Re-run the pipeline when the standard changes

A pipeline keeps new images in good shape, but the standard for what "good shape" means tends to rise over time, and the value of automating the work is that raising the bar across the whole back catalogue becomes feasible rather than fantastical. When you decide that every image should now carry a richer caption, or a new structured-data field, or that the alt text should follow a sharper convention, a manual library would simply never be brought up to the new standard — the old images would stay as they were forever, because nobody is going to hand-edit hundreds of files. With a pipeline, the same automated stages can be pointed at the existing library to backfill the mechanical fields and surface the editorial ones for review.

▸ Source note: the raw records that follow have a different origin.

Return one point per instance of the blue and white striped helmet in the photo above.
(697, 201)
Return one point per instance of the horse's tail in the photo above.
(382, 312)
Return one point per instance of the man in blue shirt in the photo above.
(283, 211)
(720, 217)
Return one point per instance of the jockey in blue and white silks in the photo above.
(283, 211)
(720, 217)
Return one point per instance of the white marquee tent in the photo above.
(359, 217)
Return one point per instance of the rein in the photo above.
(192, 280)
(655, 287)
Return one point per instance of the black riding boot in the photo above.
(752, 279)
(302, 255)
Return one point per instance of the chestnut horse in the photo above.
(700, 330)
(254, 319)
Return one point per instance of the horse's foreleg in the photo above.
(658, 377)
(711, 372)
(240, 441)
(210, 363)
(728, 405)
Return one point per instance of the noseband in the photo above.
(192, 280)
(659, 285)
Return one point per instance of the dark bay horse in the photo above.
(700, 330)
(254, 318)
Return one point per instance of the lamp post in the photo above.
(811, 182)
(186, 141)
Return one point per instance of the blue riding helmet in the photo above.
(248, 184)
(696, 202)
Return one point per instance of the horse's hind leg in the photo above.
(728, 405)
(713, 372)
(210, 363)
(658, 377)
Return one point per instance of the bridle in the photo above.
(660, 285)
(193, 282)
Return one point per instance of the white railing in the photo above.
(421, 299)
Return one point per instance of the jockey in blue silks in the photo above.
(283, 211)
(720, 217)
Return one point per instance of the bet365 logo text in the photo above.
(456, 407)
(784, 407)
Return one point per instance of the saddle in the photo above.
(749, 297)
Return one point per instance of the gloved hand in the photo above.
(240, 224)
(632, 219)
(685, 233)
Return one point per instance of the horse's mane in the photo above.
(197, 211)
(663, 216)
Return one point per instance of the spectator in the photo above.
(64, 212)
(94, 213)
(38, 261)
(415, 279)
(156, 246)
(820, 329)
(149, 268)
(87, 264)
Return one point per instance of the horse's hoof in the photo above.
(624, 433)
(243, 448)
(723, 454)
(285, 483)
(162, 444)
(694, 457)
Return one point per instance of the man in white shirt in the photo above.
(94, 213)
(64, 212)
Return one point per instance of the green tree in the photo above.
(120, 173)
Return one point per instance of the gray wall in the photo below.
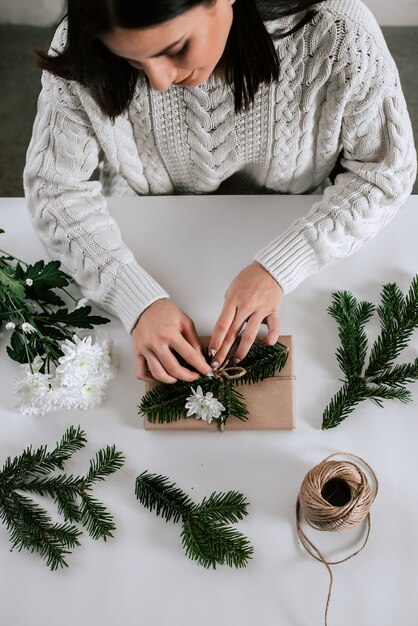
(47, 12)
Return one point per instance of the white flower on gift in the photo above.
(27, 328)
(81, 360)
(204, 407)
(81, 302)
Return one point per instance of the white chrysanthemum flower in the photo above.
(27, 328)
(37, 363)
(81, 360)
(81, 302)
(32, 391)
(79, 381)
(204, 407)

This is the compounding payoff of having built the work as a repeatable process rather than a one-time effort. The pipeline is not just how new images are handled; it is a lever you can pull over the entire catalogue whenever the bar moves, so the library trends toward consistency instead of accumulating layers of whatever the standard happened to be when each image was added. The editorial parts still need human review on the backfill — you do not auto-publish a thousand new alt texts unread — but the drudgery of renaming, re-stripping, and re-deriving structured data across the whole set is one command, not one image at a time. Automation turns "we should really fix the old images" from a perennial guilt into a Tuesday afternoon.

Frequently asked questions

Quick answers to common questions about this topic.

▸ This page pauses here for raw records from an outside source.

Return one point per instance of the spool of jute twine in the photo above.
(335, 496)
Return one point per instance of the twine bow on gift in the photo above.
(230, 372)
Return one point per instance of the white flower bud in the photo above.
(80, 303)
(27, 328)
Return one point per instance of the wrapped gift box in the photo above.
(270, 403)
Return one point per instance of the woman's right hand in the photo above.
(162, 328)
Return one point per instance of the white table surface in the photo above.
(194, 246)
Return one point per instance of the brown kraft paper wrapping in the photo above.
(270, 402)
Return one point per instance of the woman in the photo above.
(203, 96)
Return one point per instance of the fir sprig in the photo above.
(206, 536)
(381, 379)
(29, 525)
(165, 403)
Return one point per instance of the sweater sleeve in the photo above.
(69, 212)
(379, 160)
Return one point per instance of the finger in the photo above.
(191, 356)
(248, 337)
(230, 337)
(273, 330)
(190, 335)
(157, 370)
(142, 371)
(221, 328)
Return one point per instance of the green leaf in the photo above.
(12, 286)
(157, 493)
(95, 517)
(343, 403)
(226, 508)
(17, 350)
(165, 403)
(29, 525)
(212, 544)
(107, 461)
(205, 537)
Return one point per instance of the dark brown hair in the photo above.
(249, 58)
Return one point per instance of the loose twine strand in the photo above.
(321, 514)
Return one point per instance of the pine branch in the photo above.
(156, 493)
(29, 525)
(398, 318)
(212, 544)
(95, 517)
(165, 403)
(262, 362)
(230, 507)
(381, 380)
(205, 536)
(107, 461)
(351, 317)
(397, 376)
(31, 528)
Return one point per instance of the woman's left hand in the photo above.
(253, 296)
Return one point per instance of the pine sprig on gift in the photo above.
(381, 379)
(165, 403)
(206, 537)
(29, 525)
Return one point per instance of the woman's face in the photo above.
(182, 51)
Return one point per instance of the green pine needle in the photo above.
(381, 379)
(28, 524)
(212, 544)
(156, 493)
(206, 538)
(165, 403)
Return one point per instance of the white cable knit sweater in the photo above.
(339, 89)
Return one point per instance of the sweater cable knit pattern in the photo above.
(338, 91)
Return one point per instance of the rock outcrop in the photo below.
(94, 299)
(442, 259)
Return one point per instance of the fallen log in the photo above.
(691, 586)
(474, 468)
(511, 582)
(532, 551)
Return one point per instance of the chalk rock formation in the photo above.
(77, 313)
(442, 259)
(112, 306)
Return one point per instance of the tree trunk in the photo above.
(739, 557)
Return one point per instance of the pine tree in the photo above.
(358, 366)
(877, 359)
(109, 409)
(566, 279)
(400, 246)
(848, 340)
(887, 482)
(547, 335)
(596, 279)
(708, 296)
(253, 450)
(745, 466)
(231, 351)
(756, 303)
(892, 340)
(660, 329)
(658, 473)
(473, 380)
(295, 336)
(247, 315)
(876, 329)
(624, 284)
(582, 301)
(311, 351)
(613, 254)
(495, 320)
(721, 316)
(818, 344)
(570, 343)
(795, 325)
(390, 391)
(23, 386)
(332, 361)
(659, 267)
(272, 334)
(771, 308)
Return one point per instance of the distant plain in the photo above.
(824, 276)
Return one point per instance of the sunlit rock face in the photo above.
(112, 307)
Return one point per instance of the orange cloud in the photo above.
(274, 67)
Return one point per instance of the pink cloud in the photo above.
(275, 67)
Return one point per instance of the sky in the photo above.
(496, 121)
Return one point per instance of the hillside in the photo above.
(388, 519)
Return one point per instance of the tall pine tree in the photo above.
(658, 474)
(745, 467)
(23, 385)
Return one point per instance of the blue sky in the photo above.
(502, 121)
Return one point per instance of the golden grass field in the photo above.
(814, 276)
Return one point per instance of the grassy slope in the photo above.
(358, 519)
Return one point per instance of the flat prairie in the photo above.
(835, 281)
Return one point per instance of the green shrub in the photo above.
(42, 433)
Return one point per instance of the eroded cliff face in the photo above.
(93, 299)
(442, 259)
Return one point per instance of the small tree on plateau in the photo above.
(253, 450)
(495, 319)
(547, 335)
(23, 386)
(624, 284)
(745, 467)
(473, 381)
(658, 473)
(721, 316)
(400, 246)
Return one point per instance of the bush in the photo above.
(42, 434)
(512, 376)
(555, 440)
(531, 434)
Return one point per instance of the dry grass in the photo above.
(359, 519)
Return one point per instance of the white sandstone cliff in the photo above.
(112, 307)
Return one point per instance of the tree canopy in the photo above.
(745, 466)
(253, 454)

Should I just auto-generate alt text and publish it?

No — generate a draft automatically, but have a human approve or correct it before it ships. A model removes the blank-page tax that makes alt text get skipped, but it will sometimes be confidently wrong in ways a sighted maintainer never notices and a screen-reader user is actively misled by. Use automation to draft and a person to take responsibility for what actually reaches a reader.

What should good alt text actually say?

What the image communicates in its context, written for a person who cannot see it — not a keyword list and not a literal pixel inventory. The same image can warrant different alt text on different pages because its meaning changes with context. Optimise for the human and the SEO benefit follows, because search engines reward accurate descriptions; optimise for the search engine and you serve neither.

Which parts of image metadata are safe to fully automate?

The mechanical parts: generating meaningful filenames, stripping EXIF and embedded location data, and emitting structured data derived from the approved fields. These need no judgement and the automated result is strictly better than the default. Reserve the human checkpoint for the editorial part — the alt text — where being wrong misleads a real person.

Why strip EXIF data from images before publishing?

Because photos carry embedded technical data — camera, timestamp, and often GPS coordinates — that the photographer never meant to publish, and shipping it is a silent privacy leak. It is invisible in normal use, so it only surfaces when someone notices a location pin in a published image. Stripping it is purely mechanical, which makes it an ideal automatic pipeline stage that runs on every image.

How do I stop images from shipping without alt text?

Add a build-time check that fails the deploy if any image is missing non-empty alt text, naming the specific image so the fix is immediate. The pipeline handles new images well, but the gate is the backstop that catches anything added outside the flow or any stage that silently failed — turning “we try to remember alt text” into “the site cannot deploy without it.”